Arguably one of the most commonly known vintage slotcar names from the 60s is Cox. Cox models was a multi-million dollar hobby company and one of the hobby industries oldest and it was well known for its production of model internal combustion engines and control line model airplanes.
Originally named The L. M. Cox Manufacturing Co, Inc., it was founded in 1945 by the machinist Roy Cox in Placentia, California. Roy grew up in and around his father's bicycle shop and developed a keen interest in mechanical devices. Roy's first products were wooden pop guns, produced in his home garage. Wood was chosen as the basic material as metal was scarce due to the war (WW II).
As metals became readily available Roy began to develop new products beginning with a diecast metal car. From this humble beginnings a tethered car was developed which could be driven in a circle at speed. Tethered cars powered by a Nitro and petrol .6cc engine, were cable of speeds of 160 km/h. While Roy’s first contribution to that growing hobby was a cast aluminium midget car powered by a .15cc engine produced by Cameron Brothers.
The company enjoyed large post-war growth, finally moving to a new factory in Santa Ana, California, in 1963. In turn this factory subsequently had three expansions in just a few years' and saw the introduction of other product lines such as slotcars, model rockets, HO scale model trains and a full-sized, one-horsepower gasoline-powered chain saw.
Roy Cox retired in 1969 and sold the company to ‘Leisure Dynamics’. A major step toward participation in the growing radio controlled hobby happened in 76 with the acquisition of the radio manufacturer ‘Airtronics’. Unfortunately, by 1983, Leisure Dynamics was facing bankruptcy. In 1984 the new company, Aeromil Engineering, changed the name of Cox Company to Cox Hobbies, Incorporated. Growth of the company continued and Cox consolidated its factory space into one facility at Corona, California, in 1990.
In January 1996, a leading model toy rocket manufacturer, Estes Industries, purchased Cox Hobbies and relocated operations from Southern California to Penrose, Colorado. This signalled a major change in marketing direction for the new company, now known as Cox Models. A great many new products were aimed towards a mass market and they were sold in large chain stores and discount stores. In February 2009 Estes Industries sold all of their remaining old classic Cox stock to several private buyers from the USA and Canada and in January 2010 Estes-Cox Corporation was purchased by Hobbico based in Champaign, Illinois.

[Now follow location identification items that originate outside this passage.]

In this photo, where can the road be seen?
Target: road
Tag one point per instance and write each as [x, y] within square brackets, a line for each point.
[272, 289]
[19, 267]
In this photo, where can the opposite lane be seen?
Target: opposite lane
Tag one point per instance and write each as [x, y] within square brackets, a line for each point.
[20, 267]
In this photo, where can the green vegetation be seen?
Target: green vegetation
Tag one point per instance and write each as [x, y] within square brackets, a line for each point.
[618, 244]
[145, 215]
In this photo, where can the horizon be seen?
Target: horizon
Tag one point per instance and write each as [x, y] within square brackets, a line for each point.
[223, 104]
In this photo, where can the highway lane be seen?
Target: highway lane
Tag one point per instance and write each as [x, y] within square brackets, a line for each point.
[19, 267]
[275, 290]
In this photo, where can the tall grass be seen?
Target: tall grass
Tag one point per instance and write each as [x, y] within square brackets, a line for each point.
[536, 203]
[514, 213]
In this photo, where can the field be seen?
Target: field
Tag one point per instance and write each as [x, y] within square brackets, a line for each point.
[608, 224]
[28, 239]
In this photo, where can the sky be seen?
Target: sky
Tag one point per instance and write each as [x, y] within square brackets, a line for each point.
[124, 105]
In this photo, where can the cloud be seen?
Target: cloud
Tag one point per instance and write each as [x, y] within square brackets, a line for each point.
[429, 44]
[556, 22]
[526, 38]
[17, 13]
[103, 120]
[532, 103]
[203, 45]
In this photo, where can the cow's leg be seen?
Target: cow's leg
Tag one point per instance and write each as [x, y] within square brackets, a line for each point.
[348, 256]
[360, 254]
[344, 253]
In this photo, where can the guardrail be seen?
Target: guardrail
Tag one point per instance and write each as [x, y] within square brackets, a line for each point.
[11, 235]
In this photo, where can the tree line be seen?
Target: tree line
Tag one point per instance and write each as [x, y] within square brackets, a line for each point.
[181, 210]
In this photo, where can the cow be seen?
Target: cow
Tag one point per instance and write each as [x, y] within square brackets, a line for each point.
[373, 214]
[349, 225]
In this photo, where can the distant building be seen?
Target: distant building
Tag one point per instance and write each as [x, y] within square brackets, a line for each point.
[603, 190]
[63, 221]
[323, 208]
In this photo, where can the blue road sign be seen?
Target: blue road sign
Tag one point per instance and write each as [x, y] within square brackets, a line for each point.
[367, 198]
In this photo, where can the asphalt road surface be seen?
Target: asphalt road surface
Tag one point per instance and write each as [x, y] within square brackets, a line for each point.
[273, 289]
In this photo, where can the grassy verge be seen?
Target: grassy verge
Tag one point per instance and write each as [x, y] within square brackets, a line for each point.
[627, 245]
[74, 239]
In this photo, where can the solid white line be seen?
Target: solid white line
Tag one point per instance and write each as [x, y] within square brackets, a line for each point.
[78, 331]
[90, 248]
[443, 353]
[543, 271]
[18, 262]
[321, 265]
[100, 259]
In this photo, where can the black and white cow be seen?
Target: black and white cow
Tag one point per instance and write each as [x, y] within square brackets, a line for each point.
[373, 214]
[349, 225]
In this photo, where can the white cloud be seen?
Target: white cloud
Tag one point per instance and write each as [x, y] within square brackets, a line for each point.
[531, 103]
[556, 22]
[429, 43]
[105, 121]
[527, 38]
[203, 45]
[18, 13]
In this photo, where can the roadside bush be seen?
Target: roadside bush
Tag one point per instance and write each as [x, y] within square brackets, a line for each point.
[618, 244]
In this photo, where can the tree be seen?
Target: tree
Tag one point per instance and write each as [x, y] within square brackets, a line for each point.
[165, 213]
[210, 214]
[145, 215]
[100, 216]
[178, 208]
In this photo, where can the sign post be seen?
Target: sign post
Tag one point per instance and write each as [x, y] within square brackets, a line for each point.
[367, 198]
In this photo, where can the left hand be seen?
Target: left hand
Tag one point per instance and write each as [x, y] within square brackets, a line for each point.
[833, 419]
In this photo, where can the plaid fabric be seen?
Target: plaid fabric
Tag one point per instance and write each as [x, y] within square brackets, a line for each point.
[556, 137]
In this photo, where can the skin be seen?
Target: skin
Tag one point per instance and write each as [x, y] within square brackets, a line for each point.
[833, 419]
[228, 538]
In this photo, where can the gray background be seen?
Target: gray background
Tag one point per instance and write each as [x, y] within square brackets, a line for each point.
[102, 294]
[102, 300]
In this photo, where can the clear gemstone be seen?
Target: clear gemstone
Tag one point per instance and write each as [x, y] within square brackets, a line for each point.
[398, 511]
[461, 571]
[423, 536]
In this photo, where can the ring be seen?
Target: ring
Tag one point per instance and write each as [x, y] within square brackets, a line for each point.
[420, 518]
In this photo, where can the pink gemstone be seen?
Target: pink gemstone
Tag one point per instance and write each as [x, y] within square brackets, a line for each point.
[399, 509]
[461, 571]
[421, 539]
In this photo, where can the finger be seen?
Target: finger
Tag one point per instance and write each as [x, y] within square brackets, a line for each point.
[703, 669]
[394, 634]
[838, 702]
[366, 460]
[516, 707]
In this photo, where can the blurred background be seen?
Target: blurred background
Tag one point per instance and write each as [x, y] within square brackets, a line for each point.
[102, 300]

(When written), Hobbico are the official owners of the former Cox name, logo and the Cox Models product line up which consists of three radio controlled electric trainer model airplanes. To the present day Cox International continue to revive the original classic Cox brand of miniature aircraft engines as well as introducing new engine versions, reproduction parts, spare parts and accessories.
In 1964 Cox joined the slotcar business with a few high quality kits initially featuring die cast magnesium chassis. With their box art and attention to detail they soon became very popular and are now very sought-after by collectors. The Ferrari 158 F1 assembled in Hong Kong for Cox was the first RTR model marketed by the company.
When Cox issued the orange low-slung slotcar known as ‘La Cucaracha’, it created a small revolution in the slotcar world, the car was quick and out-handled most of its competitors. However, it is still the Can-Am Chaparral which is what the company was most famous for. In 1965 they would sign a sponsorship deal with Jim Hall's Chaparral sports car team, which would carry the new slotcar manufacturer's famous red emblem on all future race cars during the season.